As a young flute student, Stathos said Chaminade’s concertino captured her attention.
"It was commissioned by the Paris Conservatoire in 1902. It is a popular piece in the flute repertoire and features a beautiful, memorable melody that recurs throughout the piece," she said. "Although I've performed the concertino with piano over the years, playing it with the Cape Ann Symphony is a dream come true."

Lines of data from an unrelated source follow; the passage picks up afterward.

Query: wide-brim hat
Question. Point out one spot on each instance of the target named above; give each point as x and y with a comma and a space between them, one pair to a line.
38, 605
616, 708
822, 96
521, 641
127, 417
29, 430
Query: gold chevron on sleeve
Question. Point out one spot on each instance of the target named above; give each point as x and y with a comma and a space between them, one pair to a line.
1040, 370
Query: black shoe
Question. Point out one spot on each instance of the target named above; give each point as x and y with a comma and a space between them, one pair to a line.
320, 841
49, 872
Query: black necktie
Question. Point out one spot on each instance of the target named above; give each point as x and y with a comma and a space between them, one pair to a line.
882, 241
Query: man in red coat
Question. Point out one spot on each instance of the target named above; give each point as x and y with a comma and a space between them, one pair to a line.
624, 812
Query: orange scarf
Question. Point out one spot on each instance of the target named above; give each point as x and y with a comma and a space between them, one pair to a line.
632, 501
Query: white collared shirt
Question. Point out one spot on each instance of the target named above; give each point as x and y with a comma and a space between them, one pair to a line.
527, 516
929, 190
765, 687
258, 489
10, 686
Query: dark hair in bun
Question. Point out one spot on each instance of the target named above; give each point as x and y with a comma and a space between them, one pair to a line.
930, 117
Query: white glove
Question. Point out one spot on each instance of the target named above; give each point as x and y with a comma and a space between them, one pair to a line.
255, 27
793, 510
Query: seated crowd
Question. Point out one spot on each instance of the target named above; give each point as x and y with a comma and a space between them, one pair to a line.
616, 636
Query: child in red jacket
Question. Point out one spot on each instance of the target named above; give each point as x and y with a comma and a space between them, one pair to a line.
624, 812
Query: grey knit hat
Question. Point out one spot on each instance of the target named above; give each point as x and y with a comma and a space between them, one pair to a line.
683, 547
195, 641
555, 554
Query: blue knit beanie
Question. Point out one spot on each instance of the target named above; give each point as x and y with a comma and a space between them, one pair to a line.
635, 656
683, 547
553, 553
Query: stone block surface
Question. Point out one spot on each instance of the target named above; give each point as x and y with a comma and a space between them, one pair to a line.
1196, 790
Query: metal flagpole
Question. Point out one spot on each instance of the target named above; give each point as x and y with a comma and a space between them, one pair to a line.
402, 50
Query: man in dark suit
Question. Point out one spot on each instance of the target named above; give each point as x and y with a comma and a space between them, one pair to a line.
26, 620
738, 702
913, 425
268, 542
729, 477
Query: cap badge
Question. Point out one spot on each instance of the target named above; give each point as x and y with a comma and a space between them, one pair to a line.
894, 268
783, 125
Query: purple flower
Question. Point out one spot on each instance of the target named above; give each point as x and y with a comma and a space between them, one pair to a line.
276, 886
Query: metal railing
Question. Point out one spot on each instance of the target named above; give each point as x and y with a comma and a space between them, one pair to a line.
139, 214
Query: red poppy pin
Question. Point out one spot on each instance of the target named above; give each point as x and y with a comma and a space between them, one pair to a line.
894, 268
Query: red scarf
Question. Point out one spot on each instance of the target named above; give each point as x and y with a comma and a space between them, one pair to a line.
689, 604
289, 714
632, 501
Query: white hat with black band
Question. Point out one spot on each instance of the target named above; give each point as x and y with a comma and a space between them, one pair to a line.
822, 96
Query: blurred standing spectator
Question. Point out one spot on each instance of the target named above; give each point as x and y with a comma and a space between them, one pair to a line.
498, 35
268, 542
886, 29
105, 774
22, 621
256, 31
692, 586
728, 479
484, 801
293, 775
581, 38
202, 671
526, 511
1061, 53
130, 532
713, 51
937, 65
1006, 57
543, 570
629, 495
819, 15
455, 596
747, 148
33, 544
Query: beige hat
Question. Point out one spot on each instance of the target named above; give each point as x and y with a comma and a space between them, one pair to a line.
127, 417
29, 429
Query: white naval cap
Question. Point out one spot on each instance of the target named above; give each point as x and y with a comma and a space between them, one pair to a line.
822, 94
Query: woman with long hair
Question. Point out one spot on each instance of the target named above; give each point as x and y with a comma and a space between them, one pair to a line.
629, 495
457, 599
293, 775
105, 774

She too wants to give thanks for the support throughout this global pandemic.
"This has been an incredibly difficult period. Each person makes a huge difference, and we are grateful to all those who attend our concerts and also to all those who work tirelessly behind the scenes to keep the orchestra going. I welcome the chance to say thank you in person," Stathos said. "Personally, the canceling of all live music that accompanied the COVID months has made me reevaluate what it means to play. It’s a huge privilege and I cherish each opportunity to perform more than ever. No one should take music making for granted because, as we saw, it can go away very quickly."